Beijing is under pressure to prevent a repeat of the Sars crisis, when nearly 800 people died. While the Sars virus was thought to have emerged in late 2002 it was only reported officially in February 2003.
Many Chinese cities have cancelled large public events including lunar new year celebrations. Beijing’s Forbidden City, one of the country’s biggest tourist attractions, said it would close on Saturday until further notice.
The World Health Organization on Thursday held back from declaring a global emergency over the outbreak. Didier Houssin, chair of the WHO emergency committee, said the panel was “split almost 50:50”.
Markets in Asia were muted on Friday, with Hong Kong’s benchmark Hang Seng equities index up 0.2 per cent and Tokyo’s Topix flat. Bourses in mainland China were shut for the lunar new year holiday.
In Wuhan, the city of 11m where the outbreak began, hospitals continued to struggle with shortages of medical supplies and overcrowding. Authorities said they planned to build a new medical centre within six days to serve as the primary treatment point for those infected.

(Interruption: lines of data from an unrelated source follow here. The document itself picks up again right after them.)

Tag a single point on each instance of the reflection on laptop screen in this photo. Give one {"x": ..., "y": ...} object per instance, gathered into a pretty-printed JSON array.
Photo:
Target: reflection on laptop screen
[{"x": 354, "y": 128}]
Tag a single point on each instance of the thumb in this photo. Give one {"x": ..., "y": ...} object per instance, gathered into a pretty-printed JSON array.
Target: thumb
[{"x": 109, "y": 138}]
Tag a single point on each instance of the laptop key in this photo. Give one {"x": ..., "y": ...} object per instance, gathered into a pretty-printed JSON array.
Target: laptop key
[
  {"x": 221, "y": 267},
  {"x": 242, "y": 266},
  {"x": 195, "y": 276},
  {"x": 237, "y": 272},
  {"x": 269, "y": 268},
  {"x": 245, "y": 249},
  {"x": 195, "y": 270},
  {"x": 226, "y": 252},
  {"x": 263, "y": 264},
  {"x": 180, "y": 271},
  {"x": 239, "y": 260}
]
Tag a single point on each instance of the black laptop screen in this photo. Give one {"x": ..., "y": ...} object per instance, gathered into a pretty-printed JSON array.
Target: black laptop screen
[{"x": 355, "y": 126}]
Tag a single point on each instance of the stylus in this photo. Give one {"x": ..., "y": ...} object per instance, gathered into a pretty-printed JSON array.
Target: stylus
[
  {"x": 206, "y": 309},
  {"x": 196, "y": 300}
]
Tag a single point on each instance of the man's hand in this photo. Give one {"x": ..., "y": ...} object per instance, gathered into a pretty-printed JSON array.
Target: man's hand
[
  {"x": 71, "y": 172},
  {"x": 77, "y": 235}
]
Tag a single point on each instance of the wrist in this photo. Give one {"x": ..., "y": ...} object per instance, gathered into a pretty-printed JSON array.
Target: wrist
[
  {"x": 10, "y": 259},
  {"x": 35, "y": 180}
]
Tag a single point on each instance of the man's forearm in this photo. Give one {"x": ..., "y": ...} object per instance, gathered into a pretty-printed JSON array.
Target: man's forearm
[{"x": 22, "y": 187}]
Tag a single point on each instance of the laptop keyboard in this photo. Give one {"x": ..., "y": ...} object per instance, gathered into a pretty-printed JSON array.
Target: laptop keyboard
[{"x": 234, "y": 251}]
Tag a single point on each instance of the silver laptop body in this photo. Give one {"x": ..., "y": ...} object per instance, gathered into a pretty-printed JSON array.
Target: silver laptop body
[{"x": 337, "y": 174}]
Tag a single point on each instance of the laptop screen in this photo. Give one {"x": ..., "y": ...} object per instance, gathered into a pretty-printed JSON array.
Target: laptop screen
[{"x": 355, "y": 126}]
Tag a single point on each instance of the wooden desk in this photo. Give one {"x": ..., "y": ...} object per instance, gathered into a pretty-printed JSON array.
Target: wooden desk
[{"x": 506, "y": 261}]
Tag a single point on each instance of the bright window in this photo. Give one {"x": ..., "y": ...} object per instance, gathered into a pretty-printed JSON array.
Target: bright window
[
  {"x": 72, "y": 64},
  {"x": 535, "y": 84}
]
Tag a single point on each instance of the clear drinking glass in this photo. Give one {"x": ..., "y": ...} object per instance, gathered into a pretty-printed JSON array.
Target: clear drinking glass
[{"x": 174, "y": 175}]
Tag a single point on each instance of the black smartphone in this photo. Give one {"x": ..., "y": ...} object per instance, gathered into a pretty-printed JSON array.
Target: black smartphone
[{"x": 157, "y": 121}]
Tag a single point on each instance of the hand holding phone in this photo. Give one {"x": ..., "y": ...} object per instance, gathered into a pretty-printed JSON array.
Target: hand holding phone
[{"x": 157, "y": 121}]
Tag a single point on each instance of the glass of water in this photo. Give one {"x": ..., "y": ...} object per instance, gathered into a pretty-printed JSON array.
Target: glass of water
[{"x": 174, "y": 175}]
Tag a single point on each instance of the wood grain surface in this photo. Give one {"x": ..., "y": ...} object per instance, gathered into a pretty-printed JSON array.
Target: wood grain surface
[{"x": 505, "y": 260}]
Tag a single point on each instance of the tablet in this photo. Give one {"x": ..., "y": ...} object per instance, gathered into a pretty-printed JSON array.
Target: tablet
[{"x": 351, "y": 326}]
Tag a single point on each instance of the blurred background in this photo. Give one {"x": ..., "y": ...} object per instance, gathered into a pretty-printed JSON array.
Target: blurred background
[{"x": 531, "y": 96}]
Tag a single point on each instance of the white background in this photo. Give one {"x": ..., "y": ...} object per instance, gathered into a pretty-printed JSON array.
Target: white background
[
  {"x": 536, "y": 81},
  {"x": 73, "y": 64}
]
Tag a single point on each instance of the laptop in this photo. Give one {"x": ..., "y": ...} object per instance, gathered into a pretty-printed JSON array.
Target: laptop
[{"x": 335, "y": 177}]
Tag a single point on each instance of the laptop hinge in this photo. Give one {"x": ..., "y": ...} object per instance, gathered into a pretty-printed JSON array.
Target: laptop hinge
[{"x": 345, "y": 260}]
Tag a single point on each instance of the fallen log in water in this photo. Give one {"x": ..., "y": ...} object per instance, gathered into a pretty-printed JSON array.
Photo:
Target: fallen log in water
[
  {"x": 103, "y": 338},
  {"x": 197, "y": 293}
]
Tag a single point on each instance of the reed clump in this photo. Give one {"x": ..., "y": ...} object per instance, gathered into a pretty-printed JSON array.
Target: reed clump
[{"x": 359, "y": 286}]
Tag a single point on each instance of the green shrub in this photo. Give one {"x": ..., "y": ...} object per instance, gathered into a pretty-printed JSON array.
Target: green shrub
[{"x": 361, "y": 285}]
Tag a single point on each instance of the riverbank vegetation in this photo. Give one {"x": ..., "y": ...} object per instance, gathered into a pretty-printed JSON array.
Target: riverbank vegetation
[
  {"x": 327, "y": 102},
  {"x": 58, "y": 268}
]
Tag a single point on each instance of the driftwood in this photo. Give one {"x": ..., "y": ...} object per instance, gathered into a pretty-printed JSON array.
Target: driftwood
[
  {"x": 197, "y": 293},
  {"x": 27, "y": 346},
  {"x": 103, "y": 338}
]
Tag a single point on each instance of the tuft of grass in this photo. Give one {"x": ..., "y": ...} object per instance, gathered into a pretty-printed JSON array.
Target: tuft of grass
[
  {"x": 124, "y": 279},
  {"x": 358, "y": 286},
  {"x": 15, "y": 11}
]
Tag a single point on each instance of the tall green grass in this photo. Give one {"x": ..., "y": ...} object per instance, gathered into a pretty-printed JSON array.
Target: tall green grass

At a Carrefour supermarket in central Wuhan, several customers said they were stocking up.
“We are planning to stay inside as much as possible for the next two weeks, so we are buying food for that period,” said one shopper in his late 30s. “We will keep our daughter home and not let her play with other children at least until the number of infections stops rising.”
Shaun Roache, Asia-Pacific chief economist at S&P Global Ratings, said the outbreak was hitting China at a time of peak consumption on travel, entertainment and gifts.
Consumption contributed about 3.5 percentage points to the overall GDP growth rate of 6.1 per cent last year, he said.
“A back of the envelope calculation suggests that if spending on such services fell by 10 per cent, overall GDP growth would fall by about 1.2 percentage points,” Mr Roache wrote in a research note.
But some experts said the outbreak would probably be less catastrophic compared with Sars in 2003. The fatality rate for Sars was almost 10 per cent of infected patients while so far the fatality rate of this outbreak was between 3 to 4 per cent, said Dr Mishra.